勝ったアイアンバローズの方ですけれども一貫して長距離使い続けてスタミナには自信があるというところを見せつけたレースだったと思います。何より鞍上の石橋騎手のG1勝ちはビートブラック天皇賞春だったなと改めて思い出せる結果。石橋脩好騎乗ランキングの1位と2位が決まったなというレースになったかなと思いますね。2着以下はポジションと距離適性で運が入れ替わったなというようなイメージだったので、あんまり来年につながる印象はないかなというところでした。今日は本当に石橋脩をホープと呼ばれた時期もあったなぁみたいな思いに浸るレースだったと思います。以上になります。ありがとうございました。

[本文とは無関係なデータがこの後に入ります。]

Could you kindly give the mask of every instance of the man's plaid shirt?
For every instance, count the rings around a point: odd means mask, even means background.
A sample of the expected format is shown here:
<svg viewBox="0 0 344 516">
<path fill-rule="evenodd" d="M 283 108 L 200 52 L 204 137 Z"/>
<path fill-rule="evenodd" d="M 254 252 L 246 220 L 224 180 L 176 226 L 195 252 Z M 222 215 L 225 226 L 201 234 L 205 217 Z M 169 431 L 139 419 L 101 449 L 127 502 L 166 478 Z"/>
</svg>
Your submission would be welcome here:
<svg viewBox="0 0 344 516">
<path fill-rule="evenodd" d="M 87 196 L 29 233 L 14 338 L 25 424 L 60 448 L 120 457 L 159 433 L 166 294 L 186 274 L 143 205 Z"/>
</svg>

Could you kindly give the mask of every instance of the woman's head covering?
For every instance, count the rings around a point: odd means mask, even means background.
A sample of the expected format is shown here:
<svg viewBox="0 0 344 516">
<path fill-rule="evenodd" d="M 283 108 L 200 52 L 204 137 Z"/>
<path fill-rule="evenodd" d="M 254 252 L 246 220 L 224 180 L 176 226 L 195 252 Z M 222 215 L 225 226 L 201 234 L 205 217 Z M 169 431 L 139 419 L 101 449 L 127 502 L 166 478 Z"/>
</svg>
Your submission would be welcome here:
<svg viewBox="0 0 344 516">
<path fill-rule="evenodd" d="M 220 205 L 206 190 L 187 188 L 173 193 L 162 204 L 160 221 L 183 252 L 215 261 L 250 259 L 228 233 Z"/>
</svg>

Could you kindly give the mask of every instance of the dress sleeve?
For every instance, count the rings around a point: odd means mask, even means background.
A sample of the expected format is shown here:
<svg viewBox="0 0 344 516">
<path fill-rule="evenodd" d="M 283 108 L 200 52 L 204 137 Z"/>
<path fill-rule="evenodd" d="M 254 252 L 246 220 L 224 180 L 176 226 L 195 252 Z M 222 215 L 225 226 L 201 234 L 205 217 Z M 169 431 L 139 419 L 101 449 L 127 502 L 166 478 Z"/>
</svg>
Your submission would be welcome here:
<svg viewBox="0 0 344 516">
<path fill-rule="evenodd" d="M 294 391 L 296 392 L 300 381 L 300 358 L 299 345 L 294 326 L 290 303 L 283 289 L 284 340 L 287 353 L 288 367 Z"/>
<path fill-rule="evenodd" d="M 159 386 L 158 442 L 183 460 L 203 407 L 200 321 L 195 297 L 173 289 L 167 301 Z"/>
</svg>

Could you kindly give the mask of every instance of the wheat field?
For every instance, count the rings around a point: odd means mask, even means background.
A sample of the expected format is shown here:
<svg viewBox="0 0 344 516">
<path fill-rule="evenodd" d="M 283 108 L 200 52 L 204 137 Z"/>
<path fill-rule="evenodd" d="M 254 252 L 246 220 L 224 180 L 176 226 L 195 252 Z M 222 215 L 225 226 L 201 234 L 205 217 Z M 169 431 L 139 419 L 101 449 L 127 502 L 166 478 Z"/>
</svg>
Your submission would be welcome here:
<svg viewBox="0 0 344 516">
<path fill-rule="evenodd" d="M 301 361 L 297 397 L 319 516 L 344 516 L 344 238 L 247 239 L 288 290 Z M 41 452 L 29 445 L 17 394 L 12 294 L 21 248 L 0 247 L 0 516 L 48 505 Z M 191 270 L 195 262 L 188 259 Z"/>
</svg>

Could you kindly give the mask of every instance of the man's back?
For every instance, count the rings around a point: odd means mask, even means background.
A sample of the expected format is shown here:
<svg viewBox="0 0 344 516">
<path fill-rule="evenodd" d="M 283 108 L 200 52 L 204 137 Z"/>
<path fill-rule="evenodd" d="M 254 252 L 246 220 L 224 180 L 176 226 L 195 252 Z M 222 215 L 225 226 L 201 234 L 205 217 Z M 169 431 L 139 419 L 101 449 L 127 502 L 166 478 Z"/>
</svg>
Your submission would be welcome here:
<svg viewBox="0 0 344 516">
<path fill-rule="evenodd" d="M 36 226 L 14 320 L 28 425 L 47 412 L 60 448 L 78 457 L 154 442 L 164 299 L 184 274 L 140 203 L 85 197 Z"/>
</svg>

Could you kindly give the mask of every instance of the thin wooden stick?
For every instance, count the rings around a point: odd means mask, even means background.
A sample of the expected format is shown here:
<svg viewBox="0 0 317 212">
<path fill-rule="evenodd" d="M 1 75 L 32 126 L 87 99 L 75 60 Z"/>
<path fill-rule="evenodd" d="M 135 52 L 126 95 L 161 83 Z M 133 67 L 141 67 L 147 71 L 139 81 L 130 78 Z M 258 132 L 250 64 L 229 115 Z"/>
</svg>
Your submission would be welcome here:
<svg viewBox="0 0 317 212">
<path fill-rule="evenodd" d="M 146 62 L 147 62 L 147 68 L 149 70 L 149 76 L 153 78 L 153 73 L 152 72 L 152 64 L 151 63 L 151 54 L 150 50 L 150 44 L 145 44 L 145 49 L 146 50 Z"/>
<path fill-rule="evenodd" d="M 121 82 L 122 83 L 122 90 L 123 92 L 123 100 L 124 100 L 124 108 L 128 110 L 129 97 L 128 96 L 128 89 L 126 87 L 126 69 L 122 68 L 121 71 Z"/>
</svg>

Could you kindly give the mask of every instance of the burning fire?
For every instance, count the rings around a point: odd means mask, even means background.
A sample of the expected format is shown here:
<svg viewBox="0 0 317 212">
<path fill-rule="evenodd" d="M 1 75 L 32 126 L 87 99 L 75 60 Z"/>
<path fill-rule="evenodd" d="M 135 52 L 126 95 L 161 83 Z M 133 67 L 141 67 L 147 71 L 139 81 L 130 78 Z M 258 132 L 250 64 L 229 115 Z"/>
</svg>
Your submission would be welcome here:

蒼:続きましてこひさんの方からも補足などございましたら、よろしくお願いします。

こ:このレースはレース後にコメントしている方もいらっしゃいましたが、ビートブラック天皇賞を思い出させる騎乗だったなと。私自身がビートブラックに非常に思い入れがあるので。ラップタイムと見ていると良く似ていて、ビートブラックの天皇賞も今回のアイアンバローズもそうなんですが、向こう正面でペースを緩めてるんですが、残り1200ですね、6ハロンのところから上げていきまして、そこからはイーブンなペースを持っていくと。これで残れるのは多分鞍上というのは馬の力の方だと思うんですけれどこういう、長距離戦で緩めながらも大きなポジション的なリードが得られてるとなると、自ら脚を使って早めに動いた馬、動いてきた方に過剰な脚を使わせて捕まらないというようなところで。石橋脩騎手のビートブラックの記憶、そういった体内時計的なものが11年半という時を経て蘇ったのかなと思うと、ちょっと胸が熱いものがあるレースでしたね。あとはこの馬も上村調教師なんですよね。現状の馬質で同日で重賞を制するのはすごいなというところを改めて思いました。

蒼:もう一つ因果と言うべきかどうかわからないですけども、ピートブラックが買った天皇賞といえば1番人気がオルフェーヴルですもんね。

こ:そうですね、確かに面白いですね。あとはアイアンバローズもすごいんですよね。改めてラップを見てると最後の3ハロンが119117120で全く止まらないような形で。終わってから見てみるとではあるんですがステイヤーズステークスは去年一昨年と走っていて、24着で今回1着なのでこの舞台でまた出てきたら来年はしっかりケアしましょうということ最後に伝えたいなと思います。